[ExI] Enhanced humans: the new arms (nephilim) race

spike spike66 at att.net
Wed Oct 20 23:37:58 UTC 2010


 

> ...On Behalf Of Joseph Bloch
> Subject: Re: [ExI] Enhanced humans: the new arms (nephilim) race
> 
> On Wed, Oct 20, 2010 at 1:22 PM, spike <spike66 at att.net> wrote:
> >
> > Ja.  If anything, transforming into a posthuman would automatically 
> > mean a dramatic gain in dignity.
> 
> Unfortunately, one of the most common arguments I've run 
> across against Transhumanism is the "loss of human dignity" 
> argument. Casual dismissal isn't the right way to deal with 
> it, as it seems to be growing amongst those who can't find 
> any argument against Transhumanist technologies and 
> techniques from a utilitarian point of view... Joseph

I have heard it before.  I try the light hearted approach, pointing out that
I have so much dignity, I could lose quite a bit of it and never miss it.
But it isn't just me.  Look at the clothing we have now, and compare to the
clothing from a few hundred years ago.  They looked reaaallly stupid, as
dumb as those guys who wear their pants around their knees.  So we gained a
ton of dignity just by not wearing stupid looking clothing.  Looks like we
could give up all that and still be a breakeven with the old timers.
Another thing that has occurred in just the past couple hundred years or
less: universal warm running water in homes makes it possible to bathe every
day, so we don't go around stinking.  This is a huge human dignity advance,
which we could cash in and still at least break even.
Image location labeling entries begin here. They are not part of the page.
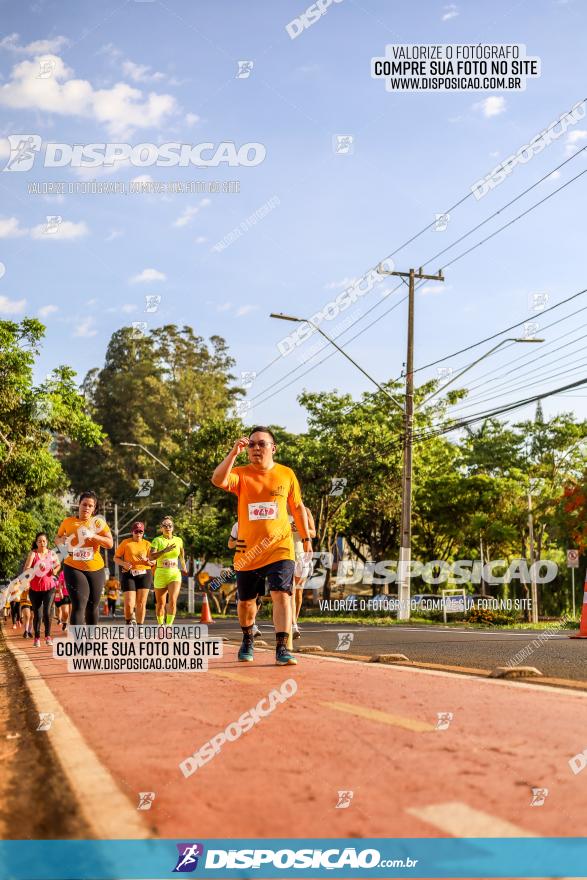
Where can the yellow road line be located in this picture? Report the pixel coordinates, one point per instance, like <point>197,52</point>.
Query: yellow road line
<point>382,717</point>
<point>461,820</point>
<point>235,676</point>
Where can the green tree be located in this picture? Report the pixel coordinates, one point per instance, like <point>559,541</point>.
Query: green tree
<point>154,390</point>
<point>34,421</point>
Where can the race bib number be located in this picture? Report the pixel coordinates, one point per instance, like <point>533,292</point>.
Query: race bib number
<point>169,563</point>
<point>263,510</point>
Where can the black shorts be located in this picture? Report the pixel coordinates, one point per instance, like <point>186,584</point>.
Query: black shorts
<point>251,584</point>
<point>132,583</point>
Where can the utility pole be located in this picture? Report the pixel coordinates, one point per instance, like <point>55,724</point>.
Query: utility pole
<point>534,593</point>
<point>482,564</point>
<point>406,514</point>
<point>115,536</point>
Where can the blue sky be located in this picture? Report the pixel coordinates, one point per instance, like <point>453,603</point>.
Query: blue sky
<point>159,72</point>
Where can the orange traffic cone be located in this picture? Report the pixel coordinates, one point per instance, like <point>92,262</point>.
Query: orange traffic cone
<point>205,616</point>
<point>582,634</point>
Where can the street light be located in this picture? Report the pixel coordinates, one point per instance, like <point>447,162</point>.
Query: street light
<point>282,317</point>
<point>158,460</point>
<point>474,363</point>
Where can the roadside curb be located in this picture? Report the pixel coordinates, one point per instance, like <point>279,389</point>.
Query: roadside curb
<point>374,659</point>
<point>103,806</point>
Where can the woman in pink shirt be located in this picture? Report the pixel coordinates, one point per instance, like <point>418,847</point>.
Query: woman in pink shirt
<point>42,585</point>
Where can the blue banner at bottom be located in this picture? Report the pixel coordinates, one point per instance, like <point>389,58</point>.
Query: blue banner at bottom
<point>285,858</point>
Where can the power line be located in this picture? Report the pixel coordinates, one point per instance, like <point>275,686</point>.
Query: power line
<point>530,358</point>
<point>450,263</point>
<point>505,385</point>
<point>413,238</point>
<point>500,332</point>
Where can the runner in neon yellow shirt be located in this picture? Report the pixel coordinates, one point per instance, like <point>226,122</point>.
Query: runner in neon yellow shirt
<point>167,551</point>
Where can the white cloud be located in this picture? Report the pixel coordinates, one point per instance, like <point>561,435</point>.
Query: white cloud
<point>492,106</point>
<point>11,306</point>
<point>141,72</point>
<point>37,47</point>
<point>148,275</point>
<point>85,329</point>
<point>45,311</point>
<point>66,230</point>
<point>573,140</point>
<point>111,51</point>
<point>114,233</point>
<point>244,310</point>
<point>345,282</point>
<point>190,212</point>
<point>10,228</point>
<point>450,11</point>
<point>120,108</point>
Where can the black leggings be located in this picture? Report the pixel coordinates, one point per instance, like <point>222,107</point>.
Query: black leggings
<point>85,589</point>
<point>42,599</point>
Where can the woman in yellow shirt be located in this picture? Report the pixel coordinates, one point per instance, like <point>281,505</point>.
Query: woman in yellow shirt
<point>84,535</point>
<point>132,555</point>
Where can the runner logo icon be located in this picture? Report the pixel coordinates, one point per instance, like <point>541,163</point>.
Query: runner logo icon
<point>23,149</point>
<point>187,860</point>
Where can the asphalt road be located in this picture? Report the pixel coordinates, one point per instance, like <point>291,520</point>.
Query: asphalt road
<point>556,656</point>
<point>365,737</point>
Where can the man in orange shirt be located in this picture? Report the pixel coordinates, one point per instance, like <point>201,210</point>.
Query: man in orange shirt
<point>264,548</point>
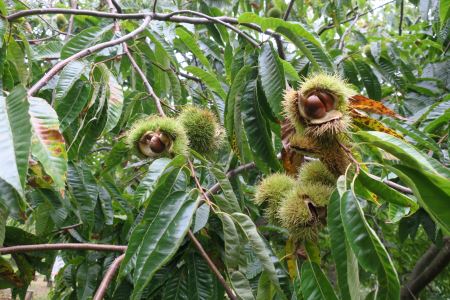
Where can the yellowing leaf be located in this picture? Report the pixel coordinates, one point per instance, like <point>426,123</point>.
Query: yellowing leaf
<point>366,104</point>
<point>372,124</point>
Actually I agree Joseph.  The human dignity argument is a vague, almost
undefined notion that people pull out because they are masking something
else entirely: intolerance for human inequality.  If we develop a bunch of
posthuman technologies, the benefits will go wildly disproportionately to
those who are already advanced.  It already works that way: aborigines
didn't benefit much from the development of the PC or the internet.  They
are even farther behind now.

For reasons I don't fully comprehend, humans vary widely on their tolerance
for human inequality.  I see inequality as completely inevitable: advancing
technology gives godlike powers to those who master it and use it, but
actually harms those who eschew it.  The only way I can relate is to imagine
a group of people who do some mysterious procedure, resulting in their
having an average IQ of 160, live an average of 200 years, need to sleep
only four hours a week, make a ton of money, never get sick and can do 400
pull-ups.  It would feel threatening I suppose to live in a world where such
a people existed, especially if they kept that technology to themselves.